Create a an empty `git`

repository (you may use RStudio). Create a first commit in this empty repository. Then add the `Rnw`

or `Rmd`

file from Exercise 2 to the repository and create another commit with this file added. Then include the changes of Exercise 3 and commit again. Finally, create a `zip`

-compressed archive of your `.git`

folder. If you don’t know how to create `zip`

compressed archive, you can use `R`

: Use the `zip`

package from `R`

and (in the working directory where the `.git`

folder is) execute the following command:

```
library(zip)
zip("exercise3.zip",".git")
```

Send only the `zip`

archive as an attachment to your email.

##### Exercise 5. Submit before Fri., 20.8., 12:00.

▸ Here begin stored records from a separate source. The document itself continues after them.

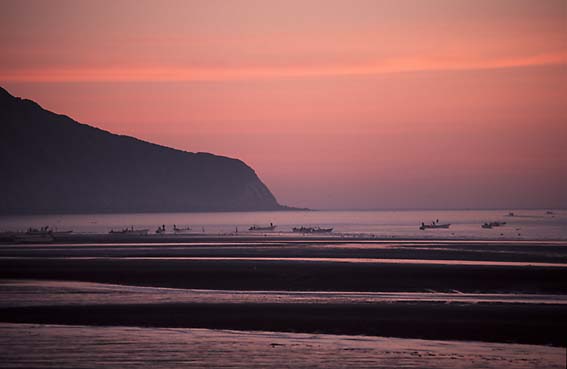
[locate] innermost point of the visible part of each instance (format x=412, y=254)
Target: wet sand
x=291, y=275
x=541, y=324
x=308, y=266
x=49, y=346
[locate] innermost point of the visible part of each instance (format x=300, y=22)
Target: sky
x=378, y=104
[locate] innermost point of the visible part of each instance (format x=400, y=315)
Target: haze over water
x=525, y=224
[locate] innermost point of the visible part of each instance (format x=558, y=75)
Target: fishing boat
x=434, y=225
x=322, y=230
x=130, y=232
x=303, y=229
x=489, y=225
x=256, y=228
x=176, y=229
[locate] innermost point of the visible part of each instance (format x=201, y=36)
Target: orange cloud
x=132, y=74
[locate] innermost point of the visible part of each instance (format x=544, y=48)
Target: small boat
x=434, y=225
x=43, y=231
x=176, y=229
x=322, y=230
x=303, y=229
x=130, y=232
x=489, y=225
x=256, y=228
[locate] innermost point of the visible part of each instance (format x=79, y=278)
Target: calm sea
x=525, y=224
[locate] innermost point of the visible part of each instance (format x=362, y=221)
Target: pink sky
x=335, y=104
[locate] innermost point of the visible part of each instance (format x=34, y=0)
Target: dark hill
x=50, y=163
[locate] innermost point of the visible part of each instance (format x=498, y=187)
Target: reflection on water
x=312, y=260
x=18, y=293
x=532, y=224
x=52, y=346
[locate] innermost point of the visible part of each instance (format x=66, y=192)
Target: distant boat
x=434, y=225
x=176, y=229
x=322, y=230
x=130, y=232
x=489, y=225
x=39, y=232
x=303, y=229
x=256, y=228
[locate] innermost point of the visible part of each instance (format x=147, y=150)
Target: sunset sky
x=335, y=104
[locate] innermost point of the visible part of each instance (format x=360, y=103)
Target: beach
x=492, y=291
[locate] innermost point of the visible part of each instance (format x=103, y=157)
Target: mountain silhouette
x=50, y=163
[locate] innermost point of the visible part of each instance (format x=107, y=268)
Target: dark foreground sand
x=522, y=323
x=89, y=347
x=541, y=324
x=291, y=275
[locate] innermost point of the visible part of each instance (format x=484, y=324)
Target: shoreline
x=508, y=323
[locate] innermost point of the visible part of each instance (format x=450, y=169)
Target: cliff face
x=50, y=163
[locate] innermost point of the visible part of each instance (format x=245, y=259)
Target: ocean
x=465, y=224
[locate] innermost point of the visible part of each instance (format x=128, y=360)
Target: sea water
x=465, y=224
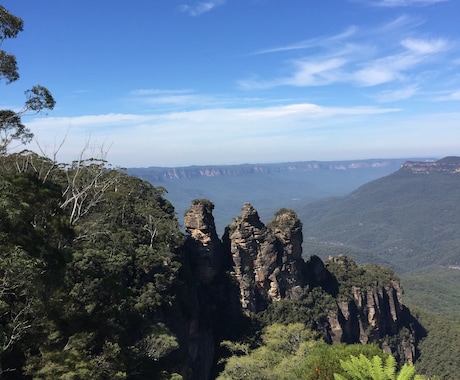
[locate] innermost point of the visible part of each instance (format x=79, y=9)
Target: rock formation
x=266, y=266
x=203, y=241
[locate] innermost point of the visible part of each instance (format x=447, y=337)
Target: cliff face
x=204, y=244
x=449, y=165
x=265, y=263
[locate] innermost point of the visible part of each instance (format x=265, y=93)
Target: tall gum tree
x=38, y=98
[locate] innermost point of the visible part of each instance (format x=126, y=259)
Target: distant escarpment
x=159, y=174
x=446, y=165
x=266, y=279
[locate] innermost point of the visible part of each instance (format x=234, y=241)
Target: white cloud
x=398, y=94
x=201, y=7
x=424, y=47
x=404, y=3
x=200, y=136
x=364, y=57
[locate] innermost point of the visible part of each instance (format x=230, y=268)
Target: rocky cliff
x=257, y=265
x=446, y=165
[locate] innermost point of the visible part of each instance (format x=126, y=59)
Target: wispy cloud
x=362, y=57
x=403, y=3
x=397, y=94
x=200, y=7
x=313, y=42
x=203, y=135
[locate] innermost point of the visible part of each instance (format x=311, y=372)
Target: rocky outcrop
x=267, y=261
x=203, y=242
x=256, y=265
x=450, y=165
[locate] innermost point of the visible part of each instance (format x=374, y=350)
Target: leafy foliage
x=79, y=296
x=363, y=368
x=38, y=98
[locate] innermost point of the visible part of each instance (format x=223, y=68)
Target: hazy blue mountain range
x=268, y=187
x=410, y=219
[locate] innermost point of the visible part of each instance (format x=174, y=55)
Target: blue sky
x=186, y=82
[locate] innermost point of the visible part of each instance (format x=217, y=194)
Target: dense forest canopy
x=97, y=281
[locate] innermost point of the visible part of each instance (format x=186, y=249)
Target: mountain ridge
x=159, y=173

Have another look at your solution to Exercise 3. Rewrite your `Rnw`

or `Rmd`

file so that your statistical analysis for Exercise 3 is now done entirely within a function. You define this function in one chunk. In a second chunk you call this function. The compiled paper should have the same appearance as the one for Exercise 3. You can obtain extra credits if the function takes parameters. Send the `Rnw`

or `Rmd`

file as an attachment to your email.